Clive Francis and Sarah-Jayne Butler Credit: Ben Broomfield
Claire Cartwright and James Dutton Credit: Ben Broomfield
Clive Francis and James Dutton Credit: Ben Broomfield

In his day, Ben Travers was regarded as one of the great farceurs, his Aldwych Farces bearing comparison with those of Feydeau.

86 years on, with the assistance of Clive Francis who has adapted the piece and then stepped into the breach as leading actor, Thark returns to the repertoire.

It is generally a good maxim that directors of farces should allow the script to do the work without out too much added assistance. If they aren't good enough to be seen on their own terms, then it is almost certainly better to leave them to posterity's forgetfulness.

On this occasion, Eleanor Rhode has taken the opposite approach. Particularly in the early scenes, she attempts to create comedy by asking her cast to overact and play for laughs, which can have the opposite effect to that intended.

Frequently during this two-hour production, the scripted jokes literally pass the audience by unnoticed without a single laugh, while bits of stage business try to take their place.

This makes it difficult to judge whether Thark has long ago had its day or a future revival might leave a fresh audience convulsed with the kind of laughter that must have greeted the original cast in 1927, in a West End run that eventually lasted around the year and exceeded 400 performances.

The plot does appear to be pretty thin to modern eyes. Lecherous old Sir Hector Benbow, played by Francis, has hooked a pretty, simpering young thing played by Lucy May Barker who is as dim as the ageing knight but 50 years younger.

She inevitably arrives at his home at the same time as Lady B, given a calmer and stronger portrayal than any other characters by Mary Keegan and Sir Hector's ward, Claire Cartwright as Kitty.
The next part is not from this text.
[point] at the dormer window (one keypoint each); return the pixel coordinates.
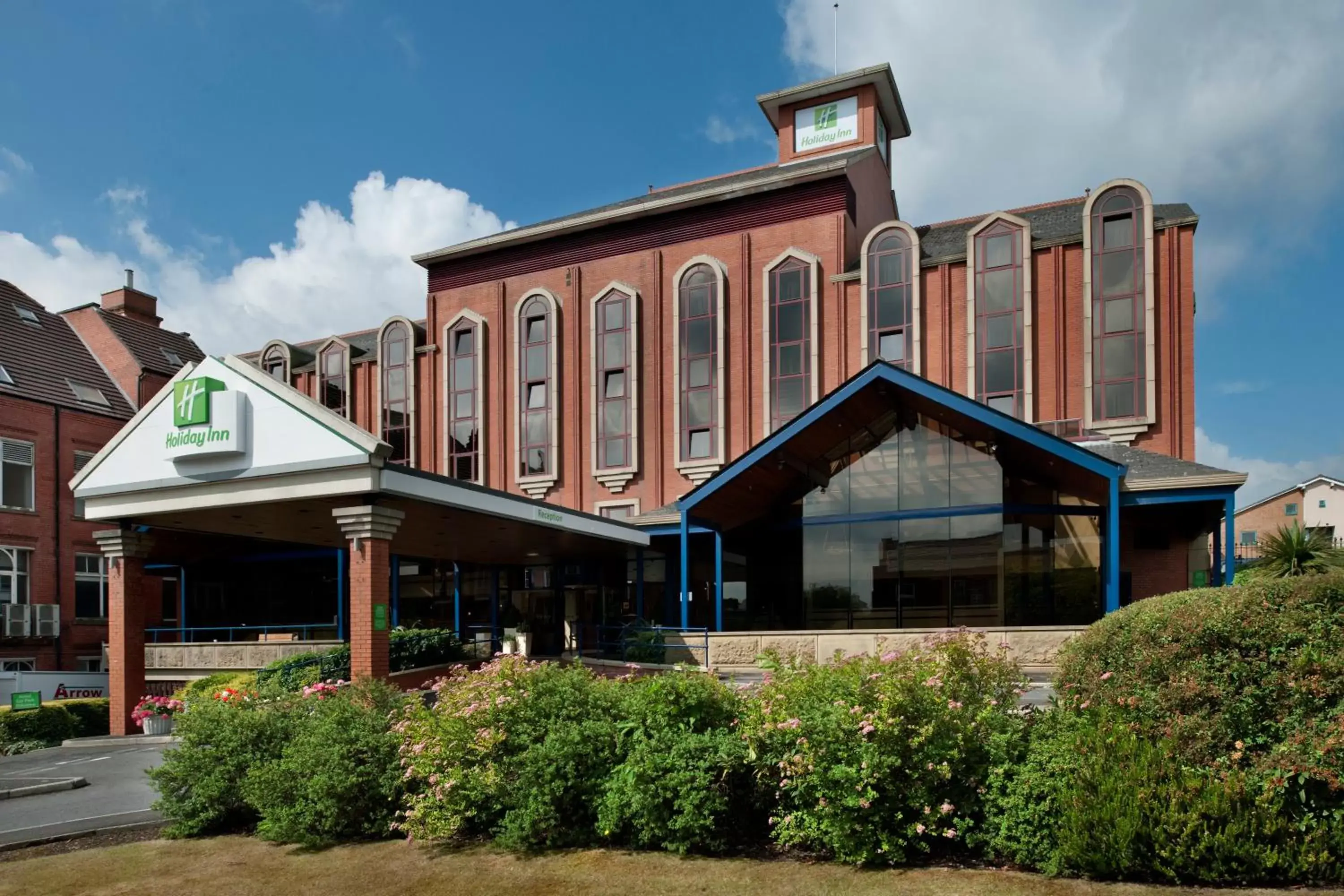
(88, 394)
To add to the confusion, Kitty is engaged to the Benbows’ nephew Ronnie, who quickly becomes a fall guy.

Predictable trouble ensues for all, as the old roué attempts to extricate himself pointing the finger of blame at James Dutton's Ronnie, Hook the straight-talking Butler and anyone else who happens to be passing.
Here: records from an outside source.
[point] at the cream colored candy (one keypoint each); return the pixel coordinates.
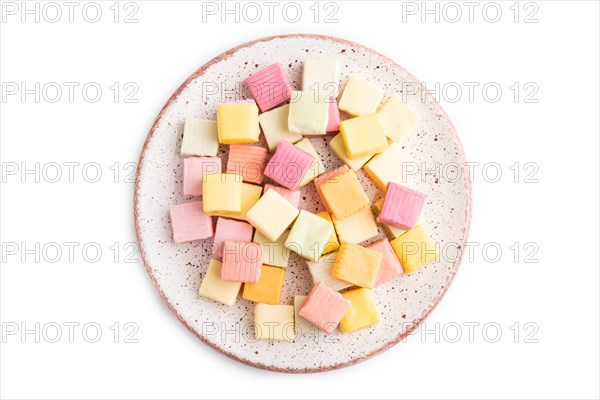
(274, 252)
(274, 322)
(302, 325)
(388, 166)
(215, 288)
(356, 228)
(200, 138)
(272, 214)
(309, 235)
(308, 115)
(321, 77)
(316, 168)
(274, 124)
(338, 147)
(320, 271)
(360, 97)
(398, 119)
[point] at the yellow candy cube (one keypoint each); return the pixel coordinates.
(222, 194)
(332, 244)
(363, 136)
(357, 265)
(344, 195)
(237, 123)
(362, 312)
(414, 249)
(268, 288)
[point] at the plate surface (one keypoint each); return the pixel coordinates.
(177, 269)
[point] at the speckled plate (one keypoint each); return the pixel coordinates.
(177, 269)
At the same time, Sir Hector has sold what is apparently a haunted house to a Mrs Frush and the second act is located there, with minimal changes to a set that doesn't really make too much sense of place at either location.

Once again, Sir Hector and his brainless nephew have women trouble in true farcical fashion, there without doors or falling trousers.

While much that has gone before treads tried and trusted ground, the surprising ending literally brings the house down and is probably the reason why Thark was a hit in the first place.